Why should students take interest in the election?

It should be news to nobody that it’s time for the parliamentary election again. On 2nd April 2023, we will elect a parliament that will steer Finland’s course at least for the next four years.

Four years is a long time in the life of a student in higher education. In that time, you’re meant to complete your BA degree and half of your MA studies. Four years ago, there were no signs of the COVID-19 pandemic, and the new and improved Tampere University had just begun its operations at the beginning of the year. Four years is next to nothing in politics, but it sure is a long time for a university student.

Students really should be interested in the parliamentary election, as the next parliament will strongly determine the future of students’ income and wellbeing as well as university funding. The student financial aid was only four euros more in the spring of 2023 than it was in 1992. There have been no index-based increases and purchasing power has gone south like geese in winter. All other social security benefits are better than student financial aid, and no other group is expected to get into debt just to secure their livelihood.

Students in higher education are campaigning for a 100€ increase to the study grant. With this, the study grant would rise to around the same level as it was before the 2017 cuts, about as high as in Iceland. At the same time, we are trying to prevent students from being removed from the general housing allowance and to keep students a part of the general reform of social securities.

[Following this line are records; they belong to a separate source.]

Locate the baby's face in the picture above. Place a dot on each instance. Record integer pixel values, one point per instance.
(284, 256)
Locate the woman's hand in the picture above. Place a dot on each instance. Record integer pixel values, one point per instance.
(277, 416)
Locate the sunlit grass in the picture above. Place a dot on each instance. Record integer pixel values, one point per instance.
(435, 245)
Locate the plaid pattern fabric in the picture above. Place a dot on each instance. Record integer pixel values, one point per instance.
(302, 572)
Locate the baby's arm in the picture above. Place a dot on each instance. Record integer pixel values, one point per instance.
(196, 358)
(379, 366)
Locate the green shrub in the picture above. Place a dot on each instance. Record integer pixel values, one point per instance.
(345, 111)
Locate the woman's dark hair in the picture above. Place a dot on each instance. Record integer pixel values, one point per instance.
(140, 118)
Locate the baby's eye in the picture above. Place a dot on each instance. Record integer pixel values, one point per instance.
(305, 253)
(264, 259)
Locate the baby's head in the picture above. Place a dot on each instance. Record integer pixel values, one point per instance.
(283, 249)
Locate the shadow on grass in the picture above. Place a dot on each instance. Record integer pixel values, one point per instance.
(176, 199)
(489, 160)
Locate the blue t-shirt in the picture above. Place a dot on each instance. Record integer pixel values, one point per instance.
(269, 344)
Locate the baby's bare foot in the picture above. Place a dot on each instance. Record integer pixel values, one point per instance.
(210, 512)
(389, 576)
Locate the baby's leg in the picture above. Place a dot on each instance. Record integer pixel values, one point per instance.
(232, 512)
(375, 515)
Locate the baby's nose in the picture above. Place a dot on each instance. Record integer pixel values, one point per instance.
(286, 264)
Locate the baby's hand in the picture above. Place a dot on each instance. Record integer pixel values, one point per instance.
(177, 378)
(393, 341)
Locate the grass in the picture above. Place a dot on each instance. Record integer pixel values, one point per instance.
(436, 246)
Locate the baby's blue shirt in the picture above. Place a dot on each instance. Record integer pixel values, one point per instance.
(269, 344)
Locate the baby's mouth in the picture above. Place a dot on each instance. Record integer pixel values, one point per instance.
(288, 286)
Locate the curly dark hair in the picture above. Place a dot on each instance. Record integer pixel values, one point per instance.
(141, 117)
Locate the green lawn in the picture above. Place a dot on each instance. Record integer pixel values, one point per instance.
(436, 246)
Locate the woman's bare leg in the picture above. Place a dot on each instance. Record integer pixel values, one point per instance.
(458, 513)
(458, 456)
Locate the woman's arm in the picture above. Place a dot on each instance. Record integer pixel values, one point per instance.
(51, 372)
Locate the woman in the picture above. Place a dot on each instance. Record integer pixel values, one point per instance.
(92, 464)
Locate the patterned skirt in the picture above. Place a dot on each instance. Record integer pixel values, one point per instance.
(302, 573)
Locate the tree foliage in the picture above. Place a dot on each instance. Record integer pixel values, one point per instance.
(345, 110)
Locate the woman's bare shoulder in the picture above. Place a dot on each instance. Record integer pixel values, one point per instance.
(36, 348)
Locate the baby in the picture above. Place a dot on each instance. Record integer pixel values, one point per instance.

Many of us surely remember the party leaders who posed with signs saying ‘koulutuslupaus’ (education promise). The new government program, which will be negotiated based on the election’s results, will determine whether university funding is increased or cut down in the next four years. Although national debt is always a point of concern, we cannot afford to take more away from students and education.

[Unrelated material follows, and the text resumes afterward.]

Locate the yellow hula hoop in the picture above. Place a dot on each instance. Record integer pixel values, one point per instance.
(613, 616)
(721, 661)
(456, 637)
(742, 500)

Finland has set a national goal to increase the amount of highly educated youth to 50% by the year 2030. This requires purposeful and permanent investment in education. It is impossible to sustainably increase student intake without permanent funding. If intake is increased without proper funding, it raises questions about the quality of education. In a more concrete sense, we can ponder the possibility of increasing student intake without skyrocketing the number of exam courses and online teaching. It’s just not possible, at least not without funding.

If you’ve ever been in line at FSHS – and who hasn’t, honestly – turn your gaze towards the parliament. The parliament decides on FSHS funding, and the FSHS’s core funding cannot withstand the demand for, for example, mental health services for students. In practice, we see this in long queues as well as in student queues migrating even in the public sector services or in the university’s support services. There is no singular solution to the mental health crisis, but rather it requires proper investment. For university students, those investments best serve their purpose when aimed at the FSHS.

Meaningful student life, education funding, and mental health among young people need their advocate in parliament. No one else will stand up for us students except ourselves. In the parliamentary election of 2019, about 60% of young adults voted, when general voter turnout was at 71,4%. To ensure that matters important to students are visible in parliament, we students need to vote.